Les échanges d’informations tous azimuts, apaisés par rapport à ce qu’ils furent précédemment, sont néanmoins mal maîtrisés par les politiques. Et, en cette matière, la France ne fait pas exception comme l’a «prouvé» à son corps défendant l’ancien ministre Jean-Louis Borloo. Drapé dans sa dignité de grand prêtre de l’écologie gouvernementale, il affectait de ne pas aimer les transports aériens, jugés responsables de tous les maux environnementaux, ou presque. Une attitude simpliste.
Une telle attitude conduit toujours à la même conclusion, à savoir que les pollueurs doivent être les payeurs. On l’a constaté, on le constatera encore, alors qu’aucune taxe, quelle que soit son appellation, n’a jamais tué dans l’œuf le moindre décibel ou le plus petit nuage de CO2. Lors de l’instauration de la «taxe Chirac» (oui, elle existe toujours), on avait d’ailleurs assisté à un magnifique discours de sourds, parfaitement inutile.
Ce n’est pas l’instauration de nouvelles taxes qui conduira CFM International, Pratt & Whitney et Rolls-Royce à accélérer la mise au point de propulseur de nouvelle génération. Leurs ingénieurs y travaillent de toute manière avec acharnement, tout comme, notamment, les aérodynamiciens. De l’Onera à la NASA, tous regardent dans la même direction.

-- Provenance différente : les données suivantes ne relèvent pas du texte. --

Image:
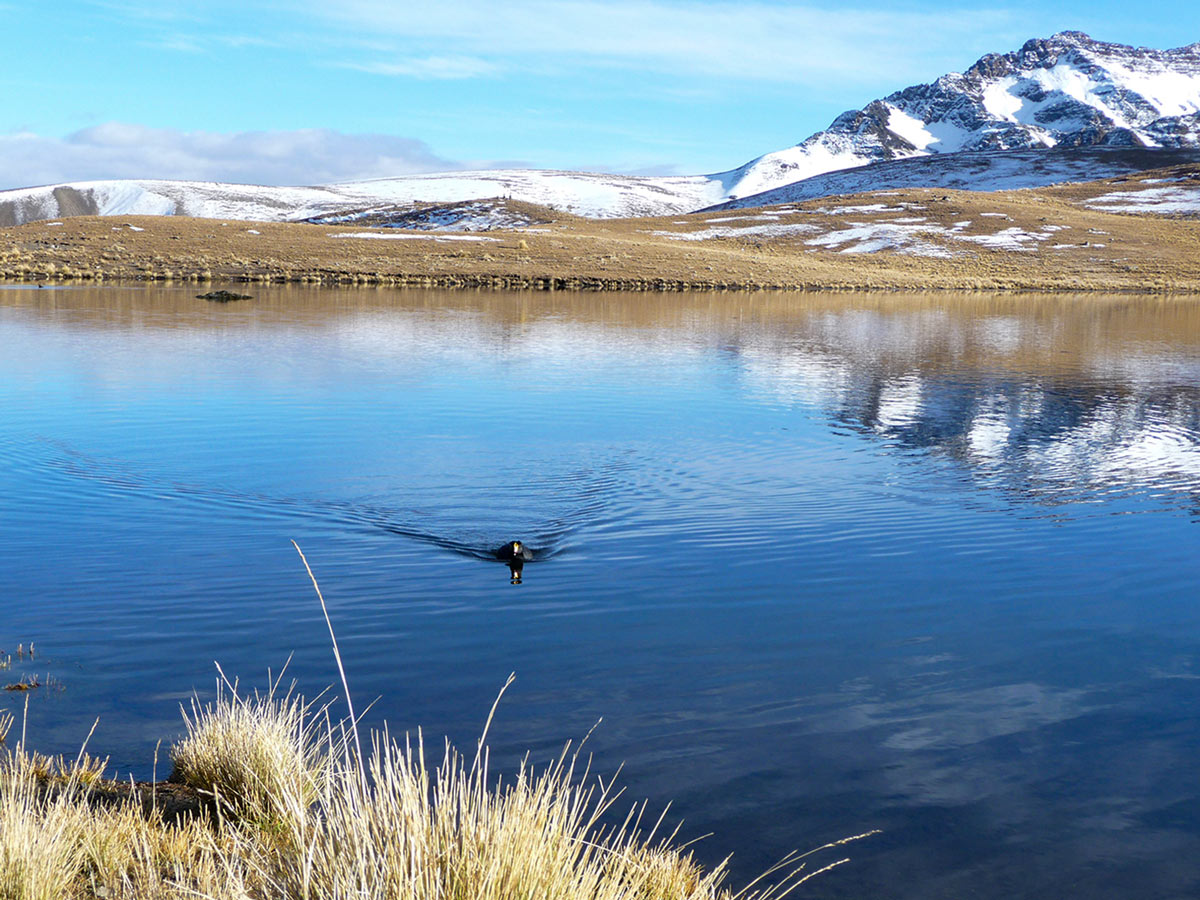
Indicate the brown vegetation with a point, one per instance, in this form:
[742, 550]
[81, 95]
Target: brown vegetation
[1090, 250]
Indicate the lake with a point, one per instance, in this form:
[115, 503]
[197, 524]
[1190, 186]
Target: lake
[821, 564]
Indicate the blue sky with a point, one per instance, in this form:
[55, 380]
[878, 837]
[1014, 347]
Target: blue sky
[307, 90]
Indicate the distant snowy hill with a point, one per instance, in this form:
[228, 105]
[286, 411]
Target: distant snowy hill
[1068, 93]
[579, 192]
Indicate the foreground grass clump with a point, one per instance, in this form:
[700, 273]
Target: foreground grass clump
[298, 817]
[55, 845]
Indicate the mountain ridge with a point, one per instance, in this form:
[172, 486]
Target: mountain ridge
[1063, 93]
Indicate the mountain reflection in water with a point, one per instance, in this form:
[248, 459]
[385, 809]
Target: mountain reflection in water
[821, 563]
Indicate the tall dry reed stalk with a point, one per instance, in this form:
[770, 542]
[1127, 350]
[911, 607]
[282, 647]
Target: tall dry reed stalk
[304, 816]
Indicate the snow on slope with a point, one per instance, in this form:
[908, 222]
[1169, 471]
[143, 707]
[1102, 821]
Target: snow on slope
[1065, 91]
[582, 193]
[989, 171]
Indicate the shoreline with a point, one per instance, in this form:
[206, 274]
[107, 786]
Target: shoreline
[1049, 240]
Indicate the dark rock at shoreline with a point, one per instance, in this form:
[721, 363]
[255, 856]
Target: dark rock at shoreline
[169, 801]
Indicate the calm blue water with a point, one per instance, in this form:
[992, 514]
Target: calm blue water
[821, 564]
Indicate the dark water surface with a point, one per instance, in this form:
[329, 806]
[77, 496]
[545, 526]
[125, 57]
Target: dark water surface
[822, 564]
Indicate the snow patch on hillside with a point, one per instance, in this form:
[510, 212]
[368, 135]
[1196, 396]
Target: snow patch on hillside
[1163, 201]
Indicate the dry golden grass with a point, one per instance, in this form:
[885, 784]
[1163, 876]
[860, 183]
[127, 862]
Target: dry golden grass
[1135, 253]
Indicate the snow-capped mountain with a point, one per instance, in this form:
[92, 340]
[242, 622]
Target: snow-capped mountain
[976, 171]
[1067, 90]
[1065, 93]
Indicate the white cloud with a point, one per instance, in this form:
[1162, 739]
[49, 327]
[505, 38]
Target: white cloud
[430, 67]
[270, 157]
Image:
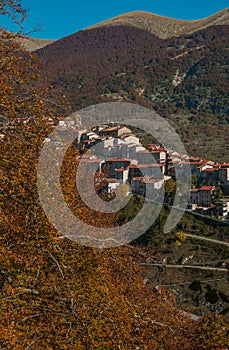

Dans la vraie vie, la réalité est nettement plus nuancée. En témoigne, dernier exemple en date, au demeurant pas bien méchant, le cas de Toulouse-Blagnac. Un aéroport régional important qui, comme d’autres, souffre d’être situé trop près du centre ville et provoque des nuisances qui sont dénoncées plus fermement que dans le passé. C’est, d’une certaine manière, un cas exemplaire, sachant que l’hypothèse de l’instauration d’un couvre-feu doit raisonnablement être écartée.